PacificBiosciences / pbbioconda

PacBio Secondary Analysis Tools on Bioconda. Contains list of PacBio packages available via conda.
BSD 3-Clause Clear License
Pigeon classify fails #645

Pigeon classify fails #645

Closed sojichld closed 7 months ago

sojichld commented 7 months ago

Operating system MAC (but I am using through an HPC so redhat linux)

Package name pigeon 1.2.0

Conda environment

Describe the bug I am trying to use pigeon classify, and though my file looks like it is formatted given examples on, it is telling me there is some formatting error.
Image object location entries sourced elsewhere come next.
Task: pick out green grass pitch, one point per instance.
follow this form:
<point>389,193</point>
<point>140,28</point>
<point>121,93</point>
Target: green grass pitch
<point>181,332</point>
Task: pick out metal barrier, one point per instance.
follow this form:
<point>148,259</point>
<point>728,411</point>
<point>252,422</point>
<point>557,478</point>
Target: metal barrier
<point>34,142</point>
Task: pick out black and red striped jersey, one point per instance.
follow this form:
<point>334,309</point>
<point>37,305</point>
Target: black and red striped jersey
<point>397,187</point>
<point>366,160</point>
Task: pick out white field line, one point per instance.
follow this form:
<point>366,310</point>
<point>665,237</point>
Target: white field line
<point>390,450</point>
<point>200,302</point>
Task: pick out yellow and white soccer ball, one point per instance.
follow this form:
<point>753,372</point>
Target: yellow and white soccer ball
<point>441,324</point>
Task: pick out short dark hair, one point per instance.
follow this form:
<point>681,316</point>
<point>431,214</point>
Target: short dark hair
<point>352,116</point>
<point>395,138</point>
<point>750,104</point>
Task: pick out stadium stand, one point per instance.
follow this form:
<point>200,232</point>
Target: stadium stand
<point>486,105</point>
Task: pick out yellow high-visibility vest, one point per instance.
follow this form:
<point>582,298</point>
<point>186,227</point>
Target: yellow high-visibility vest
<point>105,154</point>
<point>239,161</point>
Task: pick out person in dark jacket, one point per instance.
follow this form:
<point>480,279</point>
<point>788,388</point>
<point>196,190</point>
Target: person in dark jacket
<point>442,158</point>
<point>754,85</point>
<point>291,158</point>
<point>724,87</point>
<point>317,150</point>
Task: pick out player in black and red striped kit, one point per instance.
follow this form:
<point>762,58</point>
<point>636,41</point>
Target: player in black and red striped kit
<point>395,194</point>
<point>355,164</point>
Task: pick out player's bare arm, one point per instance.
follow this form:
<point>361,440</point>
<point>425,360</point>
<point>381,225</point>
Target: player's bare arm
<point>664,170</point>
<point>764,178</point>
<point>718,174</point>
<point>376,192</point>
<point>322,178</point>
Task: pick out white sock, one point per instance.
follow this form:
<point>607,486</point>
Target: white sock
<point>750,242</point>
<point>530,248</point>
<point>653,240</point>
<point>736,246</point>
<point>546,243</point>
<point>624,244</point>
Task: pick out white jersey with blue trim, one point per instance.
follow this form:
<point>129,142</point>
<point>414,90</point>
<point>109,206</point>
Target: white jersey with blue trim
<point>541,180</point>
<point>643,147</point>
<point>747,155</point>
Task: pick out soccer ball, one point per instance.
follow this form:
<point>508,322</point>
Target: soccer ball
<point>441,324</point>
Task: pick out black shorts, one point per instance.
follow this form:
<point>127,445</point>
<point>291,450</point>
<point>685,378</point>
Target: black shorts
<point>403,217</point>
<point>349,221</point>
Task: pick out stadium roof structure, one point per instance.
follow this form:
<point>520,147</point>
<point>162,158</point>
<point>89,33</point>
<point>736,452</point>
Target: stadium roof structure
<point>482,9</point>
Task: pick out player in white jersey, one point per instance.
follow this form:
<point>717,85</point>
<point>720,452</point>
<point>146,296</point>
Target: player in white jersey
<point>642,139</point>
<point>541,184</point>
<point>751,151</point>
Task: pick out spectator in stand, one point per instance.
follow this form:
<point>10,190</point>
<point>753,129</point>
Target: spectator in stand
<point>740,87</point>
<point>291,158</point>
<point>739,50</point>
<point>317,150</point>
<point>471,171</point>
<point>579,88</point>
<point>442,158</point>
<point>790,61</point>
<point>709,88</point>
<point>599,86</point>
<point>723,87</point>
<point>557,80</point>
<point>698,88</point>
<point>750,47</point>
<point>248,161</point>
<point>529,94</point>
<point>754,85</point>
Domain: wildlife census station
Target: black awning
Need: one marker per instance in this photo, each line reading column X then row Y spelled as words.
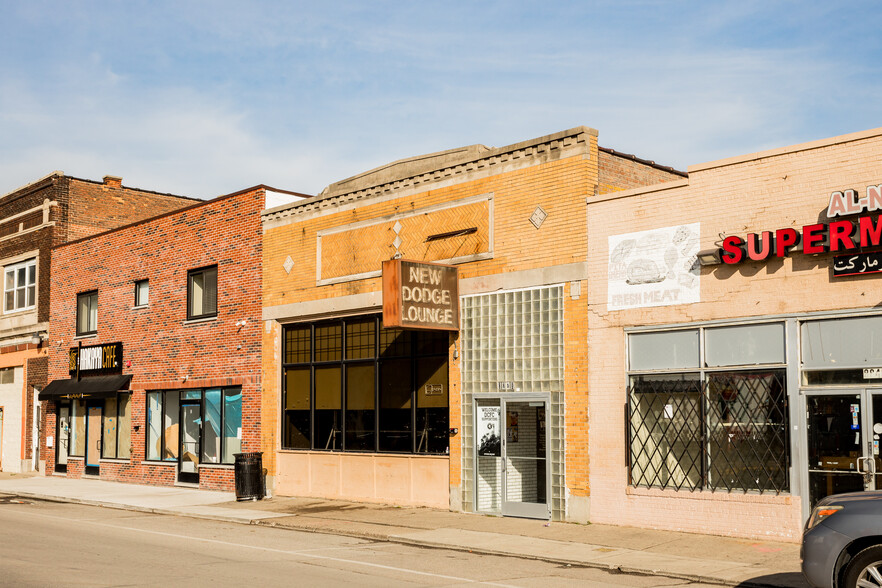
column 94, row 386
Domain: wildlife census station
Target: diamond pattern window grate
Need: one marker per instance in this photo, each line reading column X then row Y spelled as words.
column 727, row 431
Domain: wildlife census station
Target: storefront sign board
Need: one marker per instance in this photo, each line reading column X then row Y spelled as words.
column 858, row 264
column 419, row 295
column 873, row 373
column 105, row 358
column 835, row 236
column 489, row 439
column 654, row 268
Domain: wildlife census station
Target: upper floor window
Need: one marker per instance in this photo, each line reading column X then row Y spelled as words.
column 202, row 293
column 20, row 286
column 87, row 313
column 142, row 292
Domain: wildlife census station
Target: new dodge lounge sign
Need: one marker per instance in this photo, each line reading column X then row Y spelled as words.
column 418, row 295
column 106, row 358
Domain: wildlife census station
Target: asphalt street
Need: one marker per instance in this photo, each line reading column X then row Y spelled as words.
column 56, row 544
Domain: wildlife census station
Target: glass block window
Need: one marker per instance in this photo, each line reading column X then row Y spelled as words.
column 20, row 286
column 515, row 338
column 716, row 428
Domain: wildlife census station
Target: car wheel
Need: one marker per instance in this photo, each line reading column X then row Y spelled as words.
column 865, row 570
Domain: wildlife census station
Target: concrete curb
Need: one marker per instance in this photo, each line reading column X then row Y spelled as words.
column 271, row 523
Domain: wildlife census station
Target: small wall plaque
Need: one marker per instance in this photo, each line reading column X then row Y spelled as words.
column 538, row 217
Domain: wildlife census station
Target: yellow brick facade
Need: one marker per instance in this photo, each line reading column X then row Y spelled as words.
column 788, row 187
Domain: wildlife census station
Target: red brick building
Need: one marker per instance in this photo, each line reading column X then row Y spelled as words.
column 34, row 218
column 155, row 346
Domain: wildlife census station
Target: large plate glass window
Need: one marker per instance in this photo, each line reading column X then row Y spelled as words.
column 352, row 385
column 20, row 286
column 87, row 313
column 221, row 423
column 202, row 293
column 708, row 409
column 116, row 440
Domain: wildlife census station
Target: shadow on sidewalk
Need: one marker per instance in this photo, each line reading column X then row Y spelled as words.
column 787, row 580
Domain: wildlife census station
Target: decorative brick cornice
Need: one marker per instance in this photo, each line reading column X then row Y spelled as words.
column 148, row 384
column 527, row 153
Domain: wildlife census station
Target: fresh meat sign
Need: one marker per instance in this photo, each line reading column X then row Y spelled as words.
column 420, row 295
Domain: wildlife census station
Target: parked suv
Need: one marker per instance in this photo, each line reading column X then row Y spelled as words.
column 842, row 541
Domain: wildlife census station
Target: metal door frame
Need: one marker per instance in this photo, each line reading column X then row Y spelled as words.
column 62, row 467
column 864, row 394
column 506, row 508
column 189, row 477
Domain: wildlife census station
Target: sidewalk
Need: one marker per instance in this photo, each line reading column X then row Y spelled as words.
column 700, row 558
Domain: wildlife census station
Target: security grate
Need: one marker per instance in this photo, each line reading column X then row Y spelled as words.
column 726, row 432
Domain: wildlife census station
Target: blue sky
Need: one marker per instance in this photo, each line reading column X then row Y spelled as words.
column 205, row 98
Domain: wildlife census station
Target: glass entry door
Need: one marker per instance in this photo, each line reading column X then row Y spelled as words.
column 512, row 473
column 93, row 437
column 191, row 436
column 844, row 431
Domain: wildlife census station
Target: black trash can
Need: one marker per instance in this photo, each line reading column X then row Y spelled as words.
column 249, row 476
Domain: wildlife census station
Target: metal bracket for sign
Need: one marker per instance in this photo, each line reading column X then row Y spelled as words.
column 420, row 295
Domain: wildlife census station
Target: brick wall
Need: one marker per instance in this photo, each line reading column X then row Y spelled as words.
column 161, row 348
column 95, row 207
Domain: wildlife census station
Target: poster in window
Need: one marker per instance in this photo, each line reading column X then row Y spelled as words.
column 512, row 426
column 658, row 267
column 489, row 440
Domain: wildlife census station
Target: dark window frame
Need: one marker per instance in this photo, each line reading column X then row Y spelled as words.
column 413, row 355
column 80, row 296
column 191, row 275
column 138, row 301
column 182, row 400
column 117, row 417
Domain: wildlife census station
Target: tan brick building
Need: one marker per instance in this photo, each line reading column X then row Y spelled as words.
column 751, row 389
column 492, row 418
column 34, row 218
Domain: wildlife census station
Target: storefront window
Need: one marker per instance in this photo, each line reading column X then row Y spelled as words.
column 836, row 351
column 221, row 418
column 116, row 438
column 351, row 385
column 211, row 430
column 154, row 425
column 712, row 429
column 78, row 427
column 232, row 425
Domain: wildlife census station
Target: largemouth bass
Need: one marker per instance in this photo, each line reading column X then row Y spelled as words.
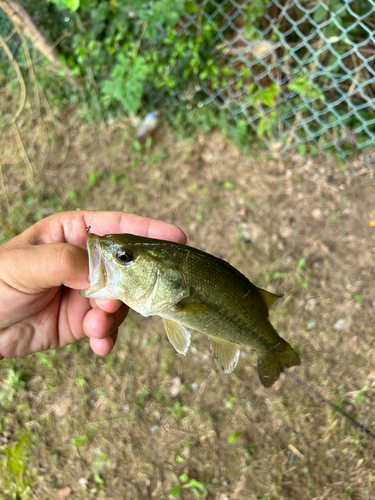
column 189, row 289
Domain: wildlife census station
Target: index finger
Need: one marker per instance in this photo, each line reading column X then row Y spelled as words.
column 71, row 227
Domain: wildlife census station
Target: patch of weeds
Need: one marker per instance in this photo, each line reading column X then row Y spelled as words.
column 298, row 275
column 16, row 475
column 198, row 489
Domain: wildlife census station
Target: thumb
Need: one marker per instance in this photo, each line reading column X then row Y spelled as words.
column 35, row 268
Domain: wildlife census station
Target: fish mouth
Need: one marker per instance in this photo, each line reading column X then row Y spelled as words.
column 97, row 271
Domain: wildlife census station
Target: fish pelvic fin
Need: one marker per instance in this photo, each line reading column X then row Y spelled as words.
column 271, row 364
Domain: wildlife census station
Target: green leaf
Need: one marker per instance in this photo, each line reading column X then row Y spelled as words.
column 232, row 438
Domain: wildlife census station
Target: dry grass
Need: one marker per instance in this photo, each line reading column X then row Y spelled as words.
column 146, row 421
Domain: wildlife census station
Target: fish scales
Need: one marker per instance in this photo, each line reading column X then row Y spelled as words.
column 190, row 289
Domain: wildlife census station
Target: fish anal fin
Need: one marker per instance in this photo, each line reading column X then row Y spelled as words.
column 268, row 297
column 226, row 354
column 271, row 364
column 178, row 336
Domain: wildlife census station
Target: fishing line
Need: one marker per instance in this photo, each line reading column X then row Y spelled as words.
column 329, row 403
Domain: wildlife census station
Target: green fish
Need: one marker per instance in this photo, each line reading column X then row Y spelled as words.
column 190, row 289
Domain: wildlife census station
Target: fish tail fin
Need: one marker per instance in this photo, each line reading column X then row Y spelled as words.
column 271, row 364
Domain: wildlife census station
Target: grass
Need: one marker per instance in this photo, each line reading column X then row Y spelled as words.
column 112, row 427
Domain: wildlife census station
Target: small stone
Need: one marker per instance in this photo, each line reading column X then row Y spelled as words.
column 340, row 325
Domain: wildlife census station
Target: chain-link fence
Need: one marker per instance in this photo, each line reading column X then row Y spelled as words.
column 300, row 73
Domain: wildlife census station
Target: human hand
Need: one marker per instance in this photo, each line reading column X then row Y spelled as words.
column 41, row 272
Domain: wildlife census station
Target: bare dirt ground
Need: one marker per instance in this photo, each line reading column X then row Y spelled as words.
column 148, row 423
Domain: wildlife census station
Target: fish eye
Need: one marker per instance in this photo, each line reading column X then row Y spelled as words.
column 124, row 256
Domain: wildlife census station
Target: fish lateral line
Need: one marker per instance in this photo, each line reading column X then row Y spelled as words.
column 319, row 396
When I look at my file to see if there is a missing tab or something of the sort, it looks like the tabs are correctly situated. image

Above is a vim forward slash on the tab character.

Error message

| 20240202 11:42:58.030 | FATAL | pigeon classify ERROR: error loading reference annotations for reference: CM061257.1
GFF/GTF file error, improperly formatted record
  reason : missing gene_name attribute
  record : CM061257.1     transcript      104022  137695  .       +       .       gene_id "ENST00000310340.PIGG.4"; transcript_id "ENST00000310340.PIGG.4";

This implies to me that it expects to see "gene_name"? However this format seems to me the same as the compatible file in

chr1    ENSEMBL transcript      17369   17436   .       -       .       gene_id "ENSG00000278267.1"; transcript_id "ENST00000619216.1"; gene_type "mi
RNA"; gene_status "KNOWN"; gene_name "MIR6859-1"; transcript_type "miRNA"; transcript_status "KNOWN"; transcript_name "MIR6859-1-201"; level 3; tag "
basic"; transcript_support_level "NA";

So I wouldn't expect this to fail, or run into this issue. To Reproduce I ran classify module on such a file, let me know files to provide for reproduction.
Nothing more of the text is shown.